December 09, 2006
Older: Styleaby CSS Plugin
Newer: BDD and Setting Up Controllers
Parsing XML With Hpricot
Note: I have a comprehensive write up on parsing XML with ruby which provides how to’s for Hpricot, libxml-ruby and rexml.
Parsing xml has always annoyed/confused me (well at least in php it did). When I switched to Ruby, I first learned how to get the job done with REXML, but I was left wanting something more, something easier. Due to the gentle prodding of Chris on this err post, I decided to use Hpricot to parse XML on my last web service binge, a.k.a the twitter gem I just released.

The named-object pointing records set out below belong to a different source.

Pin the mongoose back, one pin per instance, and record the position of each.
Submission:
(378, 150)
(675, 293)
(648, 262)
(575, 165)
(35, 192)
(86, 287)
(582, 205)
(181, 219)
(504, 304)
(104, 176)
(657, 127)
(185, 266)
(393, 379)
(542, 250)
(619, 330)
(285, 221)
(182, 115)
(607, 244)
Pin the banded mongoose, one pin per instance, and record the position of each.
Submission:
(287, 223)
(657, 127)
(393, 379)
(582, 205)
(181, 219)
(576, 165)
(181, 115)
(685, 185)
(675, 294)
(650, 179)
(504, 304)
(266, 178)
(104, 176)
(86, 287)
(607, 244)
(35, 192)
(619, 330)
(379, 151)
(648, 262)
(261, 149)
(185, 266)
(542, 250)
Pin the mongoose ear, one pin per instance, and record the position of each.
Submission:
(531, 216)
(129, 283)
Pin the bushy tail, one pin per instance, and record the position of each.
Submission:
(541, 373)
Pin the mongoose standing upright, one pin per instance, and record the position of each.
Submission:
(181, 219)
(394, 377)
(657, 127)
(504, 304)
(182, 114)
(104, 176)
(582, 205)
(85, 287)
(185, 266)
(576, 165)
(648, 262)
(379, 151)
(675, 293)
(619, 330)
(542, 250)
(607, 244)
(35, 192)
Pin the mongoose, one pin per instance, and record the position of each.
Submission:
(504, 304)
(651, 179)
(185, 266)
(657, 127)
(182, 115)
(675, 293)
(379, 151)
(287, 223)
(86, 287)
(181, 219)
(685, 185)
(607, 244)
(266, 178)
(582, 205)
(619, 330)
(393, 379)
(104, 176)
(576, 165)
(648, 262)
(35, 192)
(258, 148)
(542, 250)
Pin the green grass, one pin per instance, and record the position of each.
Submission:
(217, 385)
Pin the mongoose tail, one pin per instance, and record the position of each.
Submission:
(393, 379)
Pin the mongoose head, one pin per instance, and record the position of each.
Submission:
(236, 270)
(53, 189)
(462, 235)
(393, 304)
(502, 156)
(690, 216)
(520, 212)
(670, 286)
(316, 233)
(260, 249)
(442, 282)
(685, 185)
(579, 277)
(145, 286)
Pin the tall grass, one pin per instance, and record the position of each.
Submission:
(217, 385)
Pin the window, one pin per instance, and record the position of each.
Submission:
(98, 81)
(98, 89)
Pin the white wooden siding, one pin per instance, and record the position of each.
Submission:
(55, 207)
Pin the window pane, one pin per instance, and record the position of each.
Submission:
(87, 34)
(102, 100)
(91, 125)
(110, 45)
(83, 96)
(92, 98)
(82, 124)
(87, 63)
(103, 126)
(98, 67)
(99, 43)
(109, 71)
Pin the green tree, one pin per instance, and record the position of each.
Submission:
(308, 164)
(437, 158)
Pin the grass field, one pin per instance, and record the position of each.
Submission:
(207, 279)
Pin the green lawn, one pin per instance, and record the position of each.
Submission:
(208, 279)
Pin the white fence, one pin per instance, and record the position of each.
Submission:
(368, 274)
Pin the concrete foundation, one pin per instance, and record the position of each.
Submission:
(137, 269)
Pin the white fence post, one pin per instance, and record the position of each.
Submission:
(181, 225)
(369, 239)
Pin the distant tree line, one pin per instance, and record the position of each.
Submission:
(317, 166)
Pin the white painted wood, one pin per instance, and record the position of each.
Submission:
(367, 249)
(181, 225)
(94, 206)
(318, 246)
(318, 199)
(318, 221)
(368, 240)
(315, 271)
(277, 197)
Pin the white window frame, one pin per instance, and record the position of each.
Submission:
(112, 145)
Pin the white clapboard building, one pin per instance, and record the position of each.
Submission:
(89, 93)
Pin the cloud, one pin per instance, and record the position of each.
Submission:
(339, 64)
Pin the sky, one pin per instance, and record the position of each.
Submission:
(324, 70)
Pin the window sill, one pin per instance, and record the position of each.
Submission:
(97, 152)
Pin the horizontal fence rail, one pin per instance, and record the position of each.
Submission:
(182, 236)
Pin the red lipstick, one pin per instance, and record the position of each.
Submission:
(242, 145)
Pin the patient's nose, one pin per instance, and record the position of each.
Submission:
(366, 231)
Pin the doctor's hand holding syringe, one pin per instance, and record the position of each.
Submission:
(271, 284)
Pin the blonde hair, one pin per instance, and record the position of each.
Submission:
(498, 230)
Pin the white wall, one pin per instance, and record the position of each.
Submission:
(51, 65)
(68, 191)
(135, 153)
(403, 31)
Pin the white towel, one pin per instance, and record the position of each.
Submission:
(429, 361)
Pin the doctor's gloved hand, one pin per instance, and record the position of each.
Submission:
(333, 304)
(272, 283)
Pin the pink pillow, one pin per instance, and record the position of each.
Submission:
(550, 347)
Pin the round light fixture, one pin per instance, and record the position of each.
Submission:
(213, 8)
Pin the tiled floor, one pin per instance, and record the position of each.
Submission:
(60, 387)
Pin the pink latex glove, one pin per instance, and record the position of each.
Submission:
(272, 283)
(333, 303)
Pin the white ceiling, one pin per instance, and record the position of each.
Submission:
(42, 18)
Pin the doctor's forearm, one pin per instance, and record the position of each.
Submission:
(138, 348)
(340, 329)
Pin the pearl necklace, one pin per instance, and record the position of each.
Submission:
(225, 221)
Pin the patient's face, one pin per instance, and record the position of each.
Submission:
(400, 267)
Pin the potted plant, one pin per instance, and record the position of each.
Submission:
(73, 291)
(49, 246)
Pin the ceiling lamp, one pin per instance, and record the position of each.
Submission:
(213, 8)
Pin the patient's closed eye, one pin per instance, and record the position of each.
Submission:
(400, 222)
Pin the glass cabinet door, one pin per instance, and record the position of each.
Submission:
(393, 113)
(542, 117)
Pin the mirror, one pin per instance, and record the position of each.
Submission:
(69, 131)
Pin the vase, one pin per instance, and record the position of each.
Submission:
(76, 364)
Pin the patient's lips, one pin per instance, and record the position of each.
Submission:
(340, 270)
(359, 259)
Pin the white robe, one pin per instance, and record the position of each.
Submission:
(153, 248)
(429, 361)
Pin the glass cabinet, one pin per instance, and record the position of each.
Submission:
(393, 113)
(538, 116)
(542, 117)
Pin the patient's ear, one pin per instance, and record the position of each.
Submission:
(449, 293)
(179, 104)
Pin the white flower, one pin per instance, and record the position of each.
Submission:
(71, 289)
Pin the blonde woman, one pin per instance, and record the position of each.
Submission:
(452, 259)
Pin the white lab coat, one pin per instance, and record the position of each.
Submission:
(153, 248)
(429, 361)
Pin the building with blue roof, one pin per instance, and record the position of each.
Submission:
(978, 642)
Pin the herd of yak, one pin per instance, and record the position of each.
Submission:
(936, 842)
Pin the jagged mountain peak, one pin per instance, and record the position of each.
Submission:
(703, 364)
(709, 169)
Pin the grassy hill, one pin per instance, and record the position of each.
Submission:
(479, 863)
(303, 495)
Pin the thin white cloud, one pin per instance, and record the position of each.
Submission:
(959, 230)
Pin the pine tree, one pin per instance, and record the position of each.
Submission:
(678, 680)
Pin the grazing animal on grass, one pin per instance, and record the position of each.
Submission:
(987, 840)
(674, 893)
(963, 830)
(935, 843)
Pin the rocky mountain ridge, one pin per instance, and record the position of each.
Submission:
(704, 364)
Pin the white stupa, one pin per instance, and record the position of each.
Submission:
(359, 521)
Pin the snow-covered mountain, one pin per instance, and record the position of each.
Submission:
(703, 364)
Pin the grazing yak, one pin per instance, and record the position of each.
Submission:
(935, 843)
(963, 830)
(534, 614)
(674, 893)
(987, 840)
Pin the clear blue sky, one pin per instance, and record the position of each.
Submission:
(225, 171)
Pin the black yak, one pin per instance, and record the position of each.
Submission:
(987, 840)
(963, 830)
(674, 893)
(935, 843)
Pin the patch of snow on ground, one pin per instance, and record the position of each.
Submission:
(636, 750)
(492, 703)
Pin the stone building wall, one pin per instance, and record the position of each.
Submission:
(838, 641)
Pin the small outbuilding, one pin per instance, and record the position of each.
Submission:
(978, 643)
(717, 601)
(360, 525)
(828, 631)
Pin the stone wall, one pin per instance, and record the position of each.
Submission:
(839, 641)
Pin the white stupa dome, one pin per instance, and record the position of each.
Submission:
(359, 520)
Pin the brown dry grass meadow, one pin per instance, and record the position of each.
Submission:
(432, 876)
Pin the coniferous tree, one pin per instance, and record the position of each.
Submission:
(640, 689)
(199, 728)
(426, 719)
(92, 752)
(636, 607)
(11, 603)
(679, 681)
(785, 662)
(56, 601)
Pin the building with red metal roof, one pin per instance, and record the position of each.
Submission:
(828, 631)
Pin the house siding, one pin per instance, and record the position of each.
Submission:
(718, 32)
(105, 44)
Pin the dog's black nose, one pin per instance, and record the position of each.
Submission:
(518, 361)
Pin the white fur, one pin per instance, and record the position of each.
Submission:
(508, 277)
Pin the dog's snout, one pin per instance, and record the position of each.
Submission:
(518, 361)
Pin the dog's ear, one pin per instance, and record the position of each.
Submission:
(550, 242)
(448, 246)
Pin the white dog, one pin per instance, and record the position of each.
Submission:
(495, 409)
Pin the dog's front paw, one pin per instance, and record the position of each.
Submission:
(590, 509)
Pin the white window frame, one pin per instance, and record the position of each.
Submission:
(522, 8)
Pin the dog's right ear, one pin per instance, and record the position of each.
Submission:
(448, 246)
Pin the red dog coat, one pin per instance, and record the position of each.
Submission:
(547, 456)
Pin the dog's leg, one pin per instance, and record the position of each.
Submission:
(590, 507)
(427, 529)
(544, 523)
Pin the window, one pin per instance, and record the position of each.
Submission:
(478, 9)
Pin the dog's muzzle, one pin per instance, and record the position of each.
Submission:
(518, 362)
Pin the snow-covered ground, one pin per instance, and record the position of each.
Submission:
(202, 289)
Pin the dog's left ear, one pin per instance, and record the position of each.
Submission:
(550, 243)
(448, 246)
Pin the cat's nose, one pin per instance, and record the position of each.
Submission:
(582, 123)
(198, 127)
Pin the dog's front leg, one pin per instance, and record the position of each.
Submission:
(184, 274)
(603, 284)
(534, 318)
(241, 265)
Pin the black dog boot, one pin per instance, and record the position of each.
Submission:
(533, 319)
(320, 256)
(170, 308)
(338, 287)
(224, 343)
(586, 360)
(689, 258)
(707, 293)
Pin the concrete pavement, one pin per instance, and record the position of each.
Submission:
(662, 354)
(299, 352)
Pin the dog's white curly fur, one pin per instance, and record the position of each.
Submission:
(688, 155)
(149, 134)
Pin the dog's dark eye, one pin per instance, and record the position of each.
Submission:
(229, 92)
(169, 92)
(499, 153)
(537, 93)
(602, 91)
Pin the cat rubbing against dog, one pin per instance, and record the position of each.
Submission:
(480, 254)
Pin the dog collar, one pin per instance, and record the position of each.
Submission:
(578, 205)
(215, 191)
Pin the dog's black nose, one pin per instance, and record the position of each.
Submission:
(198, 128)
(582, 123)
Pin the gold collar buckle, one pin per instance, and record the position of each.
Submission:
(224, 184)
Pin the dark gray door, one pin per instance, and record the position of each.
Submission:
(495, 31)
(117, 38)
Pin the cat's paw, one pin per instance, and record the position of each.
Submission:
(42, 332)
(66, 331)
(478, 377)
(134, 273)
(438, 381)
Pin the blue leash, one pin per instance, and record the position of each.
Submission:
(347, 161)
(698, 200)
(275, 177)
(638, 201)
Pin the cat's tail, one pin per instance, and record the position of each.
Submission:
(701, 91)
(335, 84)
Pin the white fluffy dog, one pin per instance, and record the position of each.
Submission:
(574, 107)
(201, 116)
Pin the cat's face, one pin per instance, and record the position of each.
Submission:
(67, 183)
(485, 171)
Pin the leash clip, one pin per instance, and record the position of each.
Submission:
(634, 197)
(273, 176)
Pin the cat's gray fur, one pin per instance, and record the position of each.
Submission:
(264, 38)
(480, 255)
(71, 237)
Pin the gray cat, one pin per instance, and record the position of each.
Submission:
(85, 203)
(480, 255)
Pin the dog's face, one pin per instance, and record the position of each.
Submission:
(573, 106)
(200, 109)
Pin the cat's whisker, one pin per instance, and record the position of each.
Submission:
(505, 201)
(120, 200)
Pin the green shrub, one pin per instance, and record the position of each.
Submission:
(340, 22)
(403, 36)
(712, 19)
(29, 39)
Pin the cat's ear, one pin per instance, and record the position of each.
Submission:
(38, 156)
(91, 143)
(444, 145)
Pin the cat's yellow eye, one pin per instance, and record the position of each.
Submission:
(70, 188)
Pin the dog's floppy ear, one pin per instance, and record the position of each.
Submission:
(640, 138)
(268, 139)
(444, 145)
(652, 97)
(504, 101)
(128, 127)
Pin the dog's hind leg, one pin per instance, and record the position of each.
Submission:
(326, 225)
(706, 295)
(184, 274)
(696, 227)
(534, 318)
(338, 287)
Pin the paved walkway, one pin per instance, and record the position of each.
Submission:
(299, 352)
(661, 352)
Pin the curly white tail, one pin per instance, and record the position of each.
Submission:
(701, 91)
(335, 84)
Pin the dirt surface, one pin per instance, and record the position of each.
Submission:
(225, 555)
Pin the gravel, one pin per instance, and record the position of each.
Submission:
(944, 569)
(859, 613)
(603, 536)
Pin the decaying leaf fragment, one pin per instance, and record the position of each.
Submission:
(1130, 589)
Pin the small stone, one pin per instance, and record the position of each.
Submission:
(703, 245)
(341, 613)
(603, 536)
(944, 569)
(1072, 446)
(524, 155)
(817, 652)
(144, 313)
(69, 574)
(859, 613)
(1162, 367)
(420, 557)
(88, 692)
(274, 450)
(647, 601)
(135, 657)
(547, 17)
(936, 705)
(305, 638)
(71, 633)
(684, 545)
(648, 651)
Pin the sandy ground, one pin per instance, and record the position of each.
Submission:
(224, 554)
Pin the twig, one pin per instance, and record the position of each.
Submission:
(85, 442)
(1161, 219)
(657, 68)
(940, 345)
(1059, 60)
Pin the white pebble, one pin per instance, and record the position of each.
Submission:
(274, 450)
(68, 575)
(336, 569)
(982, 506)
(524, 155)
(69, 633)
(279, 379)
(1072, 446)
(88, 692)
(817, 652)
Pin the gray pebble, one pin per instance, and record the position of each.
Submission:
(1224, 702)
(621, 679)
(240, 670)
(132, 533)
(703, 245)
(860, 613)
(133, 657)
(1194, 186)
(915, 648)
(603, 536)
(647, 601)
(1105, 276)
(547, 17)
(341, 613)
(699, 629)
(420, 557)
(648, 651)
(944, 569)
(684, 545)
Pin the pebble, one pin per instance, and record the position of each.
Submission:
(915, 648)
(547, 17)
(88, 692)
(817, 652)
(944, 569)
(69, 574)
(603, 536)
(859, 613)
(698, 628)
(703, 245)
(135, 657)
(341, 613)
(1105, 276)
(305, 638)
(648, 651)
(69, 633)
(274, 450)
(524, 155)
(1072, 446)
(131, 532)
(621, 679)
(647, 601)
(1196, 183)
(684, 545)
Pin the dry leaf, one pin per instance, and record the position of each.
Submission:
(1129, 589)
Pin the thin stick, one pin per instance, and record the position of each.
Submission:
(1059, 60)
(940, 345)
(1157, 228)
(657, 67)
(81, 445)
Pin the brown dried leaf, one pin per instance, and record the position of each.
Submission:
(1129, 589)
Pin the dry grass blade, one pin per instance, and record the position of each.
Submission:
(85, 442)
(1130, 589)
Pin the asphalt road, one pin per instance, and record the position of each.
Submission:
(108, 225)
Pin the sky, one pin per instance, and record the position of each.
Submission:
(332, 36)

I found Hpricot easy to use and extremely quick. I was instantly sold. Heck, it made me want to go find some massive xml file and parse it just for the fun. Ok, maybe not that far. Check out the simple example below:
require 'rubygems'
require 'hpricot'
xml = %{
<status>
<id>1</id>
<created_at>a date</created_at>
<text>some text</text>
</status>
}
doc = Hpricot::XML(xml)
(doc/:status).each do |status|
['id', 'created_at', 'text'].each do |el|
puts "#{el}: #{status.at(el).innerHTML}"
end
end
Does it get any easier? Sometimes it takes me hearing something a few times to actually try it, thus I’m confirming what Chris posted about. Hpricot is sweet with xml. Go ahead and try it out. If you don’t have any xml laying around, just hit an api somewhere to get some.
7 Comments
Dec 10, 2006
Could someone pls explain what this syntax is doing?
(doc/:status).each
Dec 10, 2006
/
is actually a method call. It is aliasing the hpricot search method.doc.search(:status).each
would produce the same result. Why just added it because it is some sweet syntactical sugar.Jul 05, 2007
The example above does not work in irb with Ruby 184-20. The ‘text’ tag is for some reason not found, parses into a nil class. Changing the tag and the reference in the array below to anything else e.g. ‘fluff’ takes care of the problem. Any idea why?
xml = %{
1
a date
some text
}
doc = Hpricot(xml)
(doc/:status).each do |status|
[‘id’, ‘created_at’, ‘fluff’].each do |el|
puts “#{el}: #{status.at(el).innerHTML}”
end
end
Jul 27, 2007
script below do not work :
xml = %{
}
doc = Hpricot(xml)
(doc/:style).each do |style|
[‘id’, ‘created_at’, ‘text’].each do |el|
puts “#{el}: #{status.at(el).innerHTML}”
end
end
Jul 27, 2007
@savitri – yeah, that doesn’t work because the one element is. There is an issue in hpricot with elements named text.
I use something like this in the twitter gem now:
status.get_elements_by_tag_name('text').innerHTML
Dec 13, 2007
You should use Hpricot::XML for processing xml, the default html handler doesn’t handle all xml tags properly.
Dec 23, 2007
@Steven – Yep. I use the xml method but I hadn’t updated the article. I will now.
Sorry, comments are closed for this article to ease the burden of pruning spam.